С прошлой среды Милуорд переговорила с Саймоном лишь раз, по телефону. Не извинившись, она объяснила, что сперва подозревала Элтона, и привела доводы, словно их несостоятельность еще не доказали. «Спасибо» прозвучало холодно и как бы между прочим. Саймон же в первую очередь хотел услышать именно «спасибо» и пару слов о том, что они с Чарли рисковали жизнью, чтобы помочь расследованию.
— Так, что нам известно? — резюмировал Пруст. — Лен Смит с законом никогда не дружил — алкоголик, домашний тиран, асоциален, а Сид чист как стеклышко.
— Именно поэтому любой разумный человек поверит Сиду, а не Лену Смиту, — парировал Саймон. — У Лена Смита не было мотива убивать Мэри Трелиз!
Вот тебе и «Добро пожаловать обратно на службу!». Саймон не ожидал, что тотчас окунется в гущу событий, как всегда, будет отстаивать свою правоту, и, как всегда, в меньшинстве. Пруст далеко не дурак и, разумеется, понимал, какие вольности позволяли себе Чарли и Саймон — ни рапортов, ни докладов, ни официальных разрешений.
Когда вызвали к начальству, Чарли с Саймоном не сомневались: грядет выволочка.

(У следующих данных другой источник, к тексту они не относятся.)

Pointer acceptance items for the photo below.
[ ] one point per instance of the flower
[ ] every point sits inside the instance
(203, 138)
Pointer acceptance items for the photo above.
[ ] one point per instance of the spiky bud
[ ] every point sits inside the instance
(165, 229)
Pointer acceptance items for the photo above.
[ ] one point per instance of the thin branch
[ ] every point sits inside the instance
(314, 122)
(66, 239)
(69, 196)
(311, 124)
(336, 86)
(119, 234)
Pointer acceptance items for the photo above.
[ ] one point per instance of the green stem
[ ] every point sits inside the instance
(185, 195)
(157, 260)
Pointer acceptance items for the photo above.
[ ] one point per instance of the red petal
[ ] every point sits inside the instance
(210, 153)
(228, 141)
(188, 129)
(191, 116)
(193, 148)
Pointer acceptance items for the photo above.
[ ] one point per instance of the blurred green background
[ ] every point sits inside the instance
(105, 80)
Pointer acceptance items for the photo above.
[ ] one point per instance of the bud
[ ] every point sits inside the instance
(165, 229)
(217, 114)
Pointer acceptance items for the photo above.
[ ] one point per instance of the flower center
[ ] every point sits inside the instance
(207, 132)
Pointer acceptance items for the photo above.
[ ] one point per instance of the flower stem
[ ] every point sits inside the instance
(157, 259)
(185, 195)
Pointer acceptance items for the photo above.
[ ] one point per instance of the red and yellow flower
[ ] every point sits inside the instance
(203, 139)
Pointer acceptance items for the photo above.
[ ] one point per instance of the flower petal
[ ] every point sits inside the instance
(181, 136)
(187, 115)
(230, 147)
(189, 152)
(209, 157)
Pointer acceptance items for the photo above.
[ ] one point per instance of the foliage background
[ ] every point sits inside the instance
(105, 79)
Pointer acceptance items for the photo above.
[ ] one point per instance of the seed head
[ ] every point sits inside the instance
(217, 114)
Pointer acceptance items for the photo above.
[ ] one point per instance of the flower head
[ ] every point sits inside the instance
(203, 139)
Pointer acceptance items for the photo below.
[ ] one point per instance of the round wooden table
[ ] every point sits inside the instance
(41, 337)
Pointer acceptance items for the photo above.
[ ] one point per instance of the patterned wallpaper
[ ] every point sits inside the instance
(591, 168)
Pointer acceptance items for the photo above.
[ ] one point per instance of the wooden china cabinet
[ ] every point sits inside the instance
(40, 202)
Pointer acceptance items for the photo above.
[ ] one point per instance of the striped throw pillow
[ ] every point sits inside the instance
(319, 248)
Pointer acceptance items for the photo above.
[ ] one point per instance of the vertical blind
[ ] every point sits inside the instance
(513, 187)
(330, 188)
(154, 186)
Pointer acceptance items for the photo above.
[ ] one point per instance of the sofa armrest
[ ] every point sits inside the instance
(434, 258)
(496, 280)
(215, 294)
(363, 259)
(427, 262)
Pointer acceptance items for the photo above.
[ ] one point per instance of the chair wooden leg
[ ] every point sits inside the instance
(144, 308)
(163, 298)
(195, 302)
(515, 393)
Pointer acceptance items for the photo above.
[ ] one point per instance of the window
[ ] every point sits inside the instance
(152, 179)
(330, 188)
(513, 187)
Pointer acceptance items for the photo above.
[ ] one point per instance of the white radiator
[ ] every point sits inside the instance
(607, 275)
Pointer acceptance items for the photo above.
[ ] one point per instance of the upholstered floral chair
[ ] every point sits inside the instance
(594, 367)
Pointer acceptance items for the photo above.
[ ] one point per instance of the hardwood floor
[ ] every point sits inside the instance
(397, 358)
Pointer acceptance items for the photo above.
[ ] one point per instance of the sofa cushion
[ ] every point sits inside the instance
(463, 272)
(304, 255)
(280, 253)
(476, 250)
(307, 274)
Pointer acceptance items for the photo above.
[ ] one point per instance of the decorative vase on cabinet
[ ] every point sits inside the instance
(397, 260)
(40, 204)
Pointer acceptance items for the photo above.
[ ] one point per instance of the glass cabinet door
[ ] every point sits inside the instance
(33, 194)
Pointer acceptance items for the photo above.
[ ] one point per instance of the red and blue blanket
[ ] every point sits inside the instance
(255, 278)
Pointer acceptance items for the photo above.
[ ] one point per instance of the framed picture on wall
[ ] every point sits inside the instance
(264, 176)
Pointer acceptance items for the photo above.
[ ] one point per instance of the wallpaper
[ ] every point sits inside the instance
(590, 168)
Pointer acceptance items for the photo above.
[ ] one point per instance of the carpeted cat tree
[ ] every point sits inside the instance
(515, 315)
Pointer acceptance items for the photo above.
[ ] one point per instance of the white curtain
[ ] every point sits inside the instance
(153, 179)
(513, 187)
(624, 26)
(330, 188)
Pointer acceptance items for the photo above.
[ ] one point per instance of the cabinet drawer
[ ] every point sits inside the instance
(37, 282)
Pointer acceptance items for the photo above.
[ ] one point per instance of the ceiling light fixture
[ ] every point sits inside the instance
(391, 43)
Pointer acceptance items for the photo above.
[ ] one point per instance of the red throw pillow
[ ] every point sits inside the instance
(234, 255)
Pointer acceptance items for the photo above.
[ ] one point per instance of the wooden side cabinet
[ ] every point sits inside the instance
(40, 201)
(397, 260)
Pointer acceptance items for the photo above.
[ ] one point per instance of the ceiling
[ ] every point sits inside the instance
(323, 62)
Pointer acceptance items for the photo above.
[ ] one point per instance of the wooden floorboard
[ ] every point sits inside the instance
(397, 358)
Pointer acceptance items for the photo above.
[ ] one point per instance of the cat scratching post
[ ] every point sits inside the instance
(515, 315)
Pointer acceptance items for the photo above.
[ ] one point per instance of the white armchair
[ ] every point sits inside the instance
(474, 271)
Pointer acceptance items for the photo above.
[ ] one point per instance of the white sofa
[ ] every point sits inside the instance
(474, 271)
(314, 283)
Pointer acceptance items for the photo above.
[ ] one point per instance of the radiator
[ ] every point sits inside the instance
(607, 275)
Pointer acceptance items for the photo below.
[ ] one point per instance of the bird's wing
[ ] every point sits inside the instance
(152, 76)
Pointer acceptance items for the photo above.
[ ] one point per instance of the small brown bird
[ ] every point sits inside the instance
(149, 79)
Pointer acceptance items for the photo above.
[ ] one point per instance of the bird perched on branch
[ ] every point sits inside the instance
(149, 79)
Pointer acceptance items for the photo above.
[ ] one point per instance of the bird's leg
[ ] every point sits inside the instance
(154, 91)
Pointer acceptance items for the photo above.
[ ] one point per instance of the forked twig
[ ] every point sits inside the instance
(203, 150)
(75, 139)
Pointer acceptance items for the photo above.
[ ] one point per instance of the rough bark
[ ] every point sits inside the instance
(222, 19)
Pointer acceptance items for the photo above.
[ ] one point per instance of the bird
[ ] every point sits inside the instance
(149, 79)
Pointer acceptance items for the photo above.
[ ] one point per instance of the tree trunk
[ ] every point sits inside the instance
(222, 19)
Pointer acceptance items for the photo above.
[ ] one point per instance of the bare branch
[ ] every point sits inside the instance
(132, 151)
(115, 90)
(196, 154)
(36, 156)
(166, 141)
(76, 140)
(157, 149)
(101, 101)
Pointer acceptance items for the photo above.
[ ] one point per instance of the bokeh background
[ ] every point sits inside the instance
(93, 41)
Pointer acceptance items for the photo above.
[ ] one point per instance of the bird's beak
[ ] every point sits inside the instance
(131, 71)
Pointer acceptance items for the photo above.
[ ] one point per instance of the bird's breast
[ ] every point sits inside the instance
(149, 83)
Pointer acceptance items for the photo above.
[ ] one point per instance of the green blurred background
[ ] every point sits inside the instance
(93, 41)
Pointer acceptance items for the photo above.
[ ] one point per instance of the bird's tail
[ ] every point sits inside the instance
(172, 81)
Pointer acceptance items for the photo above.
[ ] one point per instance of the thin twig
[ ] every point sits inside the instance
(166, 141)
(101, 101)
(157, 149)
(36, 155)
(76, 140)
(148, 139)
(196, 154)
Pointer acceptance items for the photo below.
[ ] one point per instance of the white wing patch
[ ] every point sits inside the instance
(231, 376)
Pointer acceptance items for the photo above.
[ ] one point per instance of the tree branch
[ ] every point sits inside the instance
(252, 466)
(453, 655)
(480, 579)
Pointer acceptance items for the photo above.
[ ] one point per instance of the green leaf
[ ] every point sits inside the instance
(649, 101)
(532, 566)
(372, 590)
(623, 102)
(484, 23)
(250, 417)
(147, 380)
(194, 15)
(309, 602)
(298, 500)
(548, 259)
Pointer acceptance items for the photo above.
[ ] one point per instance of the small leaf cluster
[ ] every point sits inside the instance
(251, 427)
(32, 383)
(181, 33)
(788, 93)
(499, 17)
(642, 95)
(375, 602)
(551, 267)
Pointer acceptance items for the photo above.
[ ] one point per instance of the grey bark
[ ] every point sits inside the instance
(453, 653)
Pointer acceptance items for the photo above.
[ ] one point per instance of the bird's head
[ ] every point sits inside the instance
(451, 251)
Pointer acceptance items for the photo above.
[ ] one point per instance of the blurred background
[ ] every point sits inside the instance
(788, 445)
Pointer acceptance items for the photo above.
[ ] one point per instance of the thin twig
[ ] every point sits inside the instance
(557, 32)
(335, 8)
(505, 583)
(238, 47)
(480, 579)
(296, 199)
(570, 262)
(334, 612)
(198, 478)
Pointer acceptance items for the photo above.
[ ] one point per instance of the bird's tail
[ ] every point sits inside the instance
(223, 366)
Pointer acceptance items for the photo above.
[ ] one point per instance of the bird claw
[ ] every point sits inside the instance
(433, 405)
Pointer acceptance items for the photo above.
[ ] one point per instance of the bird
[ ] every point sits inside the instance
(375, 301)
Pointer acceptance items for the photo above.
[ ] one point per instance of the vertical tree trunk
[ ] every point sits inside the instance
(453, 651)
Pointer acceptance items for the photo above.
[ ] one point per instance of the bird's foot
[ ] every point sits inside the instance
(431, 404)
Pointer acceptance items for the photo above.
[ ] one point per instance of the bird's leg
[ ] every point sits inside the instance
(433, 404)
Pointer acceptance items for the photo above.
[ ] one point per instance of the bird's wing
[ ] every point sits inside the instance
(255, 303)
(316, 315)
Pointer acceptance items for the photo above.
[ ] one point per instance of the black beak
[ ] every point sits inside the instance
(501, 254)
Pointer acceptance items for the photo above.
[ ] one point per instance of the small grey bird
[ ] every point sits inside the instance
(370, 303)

Пруст не уволит и не отстранит от службы тех, кого газеты превозносят как героев, однако за свои грехи и раздутый эгоизм придется расплачиваться еще долго.
По пути в кабинет шефа оба отрепетировали прощальные речи. Но когда Пруст как ни в чем не бывало заговорил о делах, не только Саймон с Чарли, но и Сэм Комботекра онемел от удивления.
— Саймон, у Лена был мотив убить Мэри Трелиз, — проговорил Комботекра. — Она целый год подвергала Эйдена сексуальному насилию.
— Каков ублюдок: убил женщину за то, чем сам годами занимался! — воскликнул Пруст.
— Смит воспринимал это иначе, — покачал головой Комботекра. — Эйден принадлежал ему. Никто другой не смел к нему прикоснуться. Мэри Трелиз тоже принадлежала ему и посмела его разозлить. Я отлично понимаю, почему он мог ее задушить.
— Мог, но не задушил, — напомнил Саймон.
— Каждую ночь Трелиз дожидалась, когда Смит уснет, — продолжал Комботекра, точно не услышав последнюю фразу, — и лезла к Эйдену. Смит считает, что воздал ей по заслугам, и гордится содеянным. «Я убил бы любого, кто тронет моих детей!» — заявил он мне. С тех пор как посадили, он каждому встречному то же самое повторяет.
— Такие «поборники нравственности» плевать хотят на своих детей! — убежденно произнесла Чарли. — Воспитывать не желают и не могут, только об убийстве трепаться горазды!